For Pylint it is sufficient if Pylint is installed inside the virtualenv of Gierlappen. It is already included in the requirements.txt.

Run tests

source bin/activate
python -m unittest

Usage without SmartSHARK

Although Gierlappen was designed to work with SmartSHARK it can be used without it. It then just does not have static source code metrics provided by SmartSHARK plugins. There is also no way to include bug-reports other than the built-in keyword approach. This limits the resolution of bug-fixing file changes to bug-inducing file changes as there is no issue creation date to provide a date boundary for the blame.

Only collect just-in-time and fine-grained just-in-time features:

source bin/activate
python jit_mining.py --project PROJECT_NAME --path PATH_TO_REPOSITORY --language java

Additionally collect PMD static analysis warnings:

source bin/activate
python jit_mining.py --project PROJECT_NAME --path PATH_TO_REPOSITORY --language java --use-linter

Same for Python with Pylint:

source bin/activate
python jit_mining.py --project PROJECT_NAME --path PATH_TO_REPOSITORY --language python --use-linter

Usage with SmartSHARK

To use Gierlappen with SmartSHARK it requires an accessible MongoDB containing the SmartSHARK database. This can be the current 2.0 dump as that contains the static source code metrics and PMD warnings already. As it uses Pydriller to traverse the Git commit graph it also requires a local clone of the repository. To support this smartshark_dump_repository.py can extract the stored clone from the SmartSHARK Database.

Exctract clone from SmartSHARK:

source bin/activate
python smartshark_dump_repository --project PROJECT_NAME --path LOCAL_PATH --db-host SMARTSHARK_MONGODB_HOST --db-port SMARTSHARK_MONGODB_PORT --db-name SMARTSHARK_MONGODB_DATABASE --db-user SMARTSHARK_MONGODB_USER --db-pw SMARTSHARK_MONGODB_PASSWORD --db-auth SMARTSHARK_MONGODB_AUTHENTICATION_SOURCE

# example
# python smartshark_dump_repository.py --project ant-ivy --path /srv/repos/ --db-host 127.0.0.1 --db-port 27017 --db-name smartshark --db-user USER --db-pw PW --db-auth smartshark

If the repository is not existing locally it has to be extracted from the SmartSHARK database. Note that LOCAL_PATH is the base path for the extraction, e.g., /srv/repos/ it does not contain the project name. A directory with the project name will be created in the directory containing the snapshot of the repository at the time of data collection.

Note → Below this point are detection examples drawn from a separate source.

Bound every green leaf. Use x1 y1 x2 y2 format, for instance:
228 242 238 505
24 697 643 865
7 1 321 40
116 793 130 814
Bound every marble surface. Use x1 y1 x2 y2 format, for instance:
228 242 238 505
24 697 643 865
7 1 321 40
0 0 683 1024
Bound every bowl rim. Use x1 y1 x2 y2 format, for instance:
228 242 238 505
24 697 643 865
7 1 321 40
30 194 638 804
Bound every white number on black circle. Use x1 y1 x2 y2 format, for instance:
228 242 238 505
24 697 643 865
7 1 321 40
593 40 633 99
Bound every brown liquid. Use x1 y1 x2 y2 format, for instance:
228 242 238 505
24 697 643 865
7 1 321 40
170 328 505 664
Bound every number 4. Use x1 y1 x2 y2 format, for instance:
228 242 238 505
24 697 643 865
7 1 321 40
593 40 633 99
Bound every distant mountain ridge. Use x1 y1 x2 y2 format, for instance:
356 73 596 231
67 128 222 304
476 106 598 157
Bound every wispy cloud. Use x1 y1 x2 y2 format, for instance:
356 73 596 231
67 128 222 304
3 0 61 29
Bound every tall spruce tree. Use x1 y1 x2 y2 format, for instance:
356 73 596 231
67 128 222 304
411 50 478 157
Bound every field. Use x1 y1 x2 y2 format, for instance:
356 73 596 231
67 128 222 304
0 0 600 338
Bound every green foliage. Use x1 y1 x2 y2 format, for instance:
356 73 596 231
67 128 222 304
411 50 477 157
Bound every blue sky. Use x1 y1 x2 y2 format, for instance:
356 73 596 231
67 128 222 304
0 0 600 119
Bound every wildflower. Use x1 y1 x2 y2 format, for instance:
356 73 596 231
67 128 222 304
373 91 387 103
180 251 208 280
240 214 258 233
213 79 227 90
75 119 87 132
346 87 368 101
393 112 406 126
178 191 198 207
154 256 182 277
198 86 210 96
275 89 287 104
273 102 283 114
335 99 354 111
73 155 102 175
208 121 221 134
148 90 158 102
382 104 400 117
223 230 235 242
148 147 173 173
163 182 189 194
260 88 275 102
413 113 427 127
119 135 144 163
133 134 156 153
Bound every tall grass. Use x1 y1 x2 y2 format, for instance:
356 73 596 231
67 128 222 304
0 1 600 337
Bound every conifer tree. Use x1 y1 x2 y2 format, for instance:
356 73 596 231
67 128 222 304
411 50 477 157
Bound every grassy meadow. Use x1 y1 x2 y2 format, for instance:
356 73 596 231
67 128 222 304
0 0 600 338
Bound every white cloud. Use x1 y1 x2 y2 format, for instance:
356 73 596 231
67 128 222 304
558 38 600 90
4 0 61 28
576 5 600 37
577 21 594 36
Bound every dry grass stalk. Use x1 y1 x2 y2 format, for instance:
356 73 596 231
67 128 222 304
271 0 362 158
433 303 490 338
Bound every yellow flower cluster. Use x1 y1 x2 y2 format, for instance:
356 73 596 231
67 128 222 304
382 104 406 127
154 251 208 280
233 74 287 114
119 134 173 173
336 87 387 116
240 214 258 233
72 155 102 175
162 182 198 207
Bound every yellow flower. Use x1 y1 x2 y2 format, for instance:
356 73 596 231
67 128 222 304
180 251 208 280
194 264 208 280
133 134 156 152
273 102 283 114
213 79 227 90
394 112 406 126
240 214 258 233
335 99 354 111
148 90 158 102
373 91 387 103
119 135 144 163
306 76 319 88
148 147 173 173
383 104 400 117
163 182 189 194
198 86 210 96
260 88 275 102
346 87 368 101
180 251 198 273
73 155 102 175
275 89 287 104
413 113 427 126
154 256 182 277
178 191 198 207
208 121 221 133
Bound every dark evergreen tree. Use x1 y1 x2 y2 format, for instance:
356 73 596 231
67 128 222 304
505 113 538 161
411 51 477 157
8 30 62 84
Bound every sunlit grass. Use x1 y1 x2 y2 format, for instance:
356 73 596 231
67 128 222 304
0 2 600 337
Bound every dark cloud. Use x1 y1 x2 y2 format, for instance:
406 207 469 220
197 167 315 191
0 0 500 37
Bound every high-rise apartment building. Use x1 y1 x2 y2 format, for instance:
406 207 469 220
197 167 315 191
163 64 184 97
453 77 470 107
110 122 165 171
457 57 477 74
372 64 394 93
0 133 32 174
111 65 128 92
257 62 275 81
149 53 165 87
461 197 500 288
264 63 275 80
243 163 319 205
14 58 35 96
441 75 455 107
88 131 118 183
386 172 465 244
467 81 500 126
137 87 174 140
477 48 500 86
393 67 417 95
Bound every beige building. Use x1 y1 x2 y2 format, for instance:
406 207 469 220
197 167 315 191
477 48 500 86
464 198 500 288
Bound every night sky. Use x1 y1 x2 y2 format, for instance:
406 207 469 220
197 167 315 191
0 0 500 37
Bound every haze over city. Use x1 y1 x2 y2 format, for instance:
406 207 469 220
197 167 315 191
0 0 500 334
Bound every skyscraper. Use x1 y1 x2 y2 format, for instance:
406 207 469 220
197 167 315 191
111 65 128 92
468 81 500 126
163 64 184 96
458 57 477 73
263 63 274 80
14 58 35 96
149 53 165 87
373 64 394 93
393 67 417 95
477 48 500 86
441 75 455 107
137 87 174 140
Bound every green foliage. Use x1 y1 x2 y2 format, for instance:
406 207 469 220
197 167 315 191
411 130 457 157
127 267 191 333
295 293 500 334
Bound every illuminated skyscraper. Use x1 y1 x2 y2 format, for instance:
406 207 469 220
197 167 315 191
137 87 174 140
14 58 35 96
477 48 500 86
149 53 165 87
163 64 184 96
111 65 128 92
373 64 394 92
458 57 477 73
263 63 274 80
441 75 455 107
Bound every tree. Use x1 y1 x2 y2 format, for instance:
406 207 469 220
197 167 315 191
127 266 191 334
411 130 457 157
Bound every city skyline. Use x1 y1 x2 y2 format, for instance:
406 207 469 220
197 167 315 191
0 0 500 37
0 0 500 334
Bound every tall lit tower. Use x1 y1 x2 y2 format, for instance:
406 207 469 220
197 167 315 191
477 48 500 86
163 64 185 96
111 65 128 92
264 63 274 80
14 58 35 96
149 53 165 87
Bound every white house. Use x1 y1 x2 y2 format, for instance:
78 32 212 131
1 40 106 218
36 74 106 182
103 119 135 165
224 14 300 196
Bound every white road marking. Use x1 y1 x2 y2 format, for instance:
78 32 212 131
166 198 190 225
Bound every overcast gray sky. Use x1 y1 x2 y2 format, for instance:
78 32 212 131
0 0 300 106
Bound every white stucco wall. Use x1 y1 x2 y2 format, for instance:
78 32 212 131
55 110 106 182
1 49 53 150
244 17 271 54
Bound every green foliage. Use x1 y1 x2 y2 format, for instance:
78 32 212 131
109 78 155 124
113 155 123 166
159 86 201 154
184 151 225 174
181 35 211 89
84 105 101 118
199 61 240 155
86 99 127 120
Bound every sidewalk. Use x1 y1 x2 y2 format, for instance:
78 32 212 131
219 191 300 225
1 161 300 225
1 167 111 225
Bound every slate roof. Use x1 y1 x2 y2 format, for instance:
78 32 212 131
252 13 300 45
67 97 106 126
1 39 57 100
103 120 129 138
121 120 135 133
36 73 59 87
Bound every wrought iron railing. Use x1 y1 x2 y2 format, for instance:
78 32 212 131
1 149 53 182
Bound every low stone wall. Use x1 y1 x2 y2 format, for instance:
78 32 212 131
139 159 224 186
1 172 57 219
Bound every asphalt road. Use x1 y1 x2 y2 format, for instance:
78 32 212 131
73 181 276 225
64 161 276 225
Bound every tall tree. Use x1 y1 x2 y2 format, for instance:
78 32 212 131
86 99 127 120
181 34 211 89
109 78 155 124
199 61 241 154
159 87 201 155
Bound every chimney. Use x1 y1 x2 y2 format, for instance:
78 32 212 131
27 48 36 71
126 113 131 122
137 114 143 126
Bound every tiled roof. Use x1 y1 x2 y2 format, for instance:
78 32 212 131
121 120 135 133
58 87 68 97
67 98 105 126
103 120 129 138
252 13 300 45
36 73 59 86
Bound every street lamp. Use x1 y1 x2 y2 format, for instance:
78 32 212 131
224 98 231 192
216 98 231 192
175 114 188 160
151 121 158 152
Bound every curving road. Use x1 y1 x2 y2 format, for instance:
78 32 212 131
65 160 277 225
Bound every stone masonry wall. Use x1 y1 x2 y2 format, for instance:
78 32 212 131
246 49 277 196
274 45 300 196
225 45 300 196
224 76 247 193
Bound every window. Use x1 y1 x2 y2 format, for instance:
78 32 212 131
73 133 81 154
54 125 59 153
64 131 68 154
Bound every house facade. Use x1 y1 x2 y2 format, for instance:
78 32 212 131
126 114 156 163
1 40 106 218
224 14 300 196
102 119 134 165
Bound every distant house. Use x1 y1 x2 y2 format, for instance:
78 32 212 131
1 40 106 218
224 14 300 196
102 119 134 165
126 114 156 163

Execute Gierlappen for SmartSHARK projects:

source bin/activate
python smartshark_mining.py --project PROJECT_NAME --path PATH_TO_REPOSITORY --label-name SMARTSHARK_BUG_LABEL --db-host SMARTSHARK_MONGODB_HOST --db-port SMARTSHARK_MONGODB_PORT --db-name SMARTSHARK_MONGODB_DATABASE --db-user SMARTSHARK_MONGODB_USER --db-pw SMARTSHARK_MONGODB_PASSWORD --db-auth SMARTSHARK_MONGODB_AUTHENTICATION_SOURCE

# example
# python smartshark_mining.py --project ant-ivy --path /srv/repos/ant-ivy/ --label-name JLMIV+R --db-host 127.0.0.1 --db-port 27017 --db-name smartshark --db-user USER --db-pw PW --db-auth smartshark

Results

Gierlappen creates CSV files which contain the commit, file, date of commit as well as all enabled features. In addition the results contain a bug-matrix which can be used for time-sensitive evaluation of predictive models created with the data.